Por: Ricardo Gebeluca | 23/05/2018

Circulou nas redes sociais essa semana o fato de um homicídio ocorrido na cidade de Curitiba onde um empresário acabou tirando a vida de seu vizinho com disparos de arma de fogo após discussão por conta de som alto. Novamente duas famílias destruídas pela falta de compreensão de um lado e de bom senso de outro.

Em Santa Catarina não é diferente, a Central de Emergências (190) recebe um número muito elevado de Ocorrências de Perturbação, na cidade de Itapema, das ocorrências atendidas pela Polícia Militar, a de perturbação concorre pelo primeiro lugar com a ocorrência de consumo de drogas. Apesar da Perturbação do Sossego parecer uma ocorrência pequena ela acaba desviando as viaturas do policiamento preventivo, bem como do atendimento de outras ocorrências de maior vulto, além de muitas vezes, em razão do consumo de álcool pelas pessoas que estão causando a perturbação, evoluir para ocorrências mais graves como desobediência, resistência e desacato contra o policial militar que é acionado para resolver o problema, ou até mesmo brigas generalizadas entre vizinhos e, por vezes, a morte de um dos atores como ocorreu em Curitiba.

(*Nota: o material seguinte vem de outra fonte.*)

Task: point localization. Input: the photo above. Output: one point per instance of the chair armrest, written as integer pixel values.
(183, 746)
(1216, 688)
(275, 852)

Para os que estão se divertindo e abusam da boa vontade e da paciência alheia, talvez não tenham noção de que é crime perturbar o sossego das pessoas. Um pouco sobre a Contravenção de Perturbação do Trabalho ou SossegoAlheios:

A perturbação do trabalho ou sossego alheios está prevista no artigo 42, do Decreto Lei nº3.688/41 e, ao contrário do que muitos pensam, traz outras circunstâncias além da situação do som residencial ou automotivo (por meio de instrumentos sonoros), que podem configurar a perturbação:

Art. 42 – Perturbar alguém, o trabalho ou o sossego alheios:

I – com gritaria ou algazarra;

II – exercendo profissão incômoda ou ruidosa, em desacordo com as prescrições
legais;

III – abusando de instrumentos sonoros ou sinais acústicos;

IV – provocando ou não procurando impedir barulho produzido por animal de que tem guarda:

Pena – prisão simples, de 15 (quinze) dias a 3 (três) meses, ou multa.

Na cidade de Itapema, percebe-se que a situação caracterizada pelo abuso de instrumentos sonoros, seja o som automotivo ou o som proveniente de residências, é a mais corriqueira e a que mais incomoda os cidadãos do município. O objetivo da Polícia Militar não é o de cercear a liberdade de trabalho ou lazer das pessoas, mas esclarecer e garantir que estas atividades sejam efetuadas dentro das normas de convivência pacífica, para que todos possam usufruir de melhor qualidade de vida e evitar conflitos que possam terminar até em crimes maiores.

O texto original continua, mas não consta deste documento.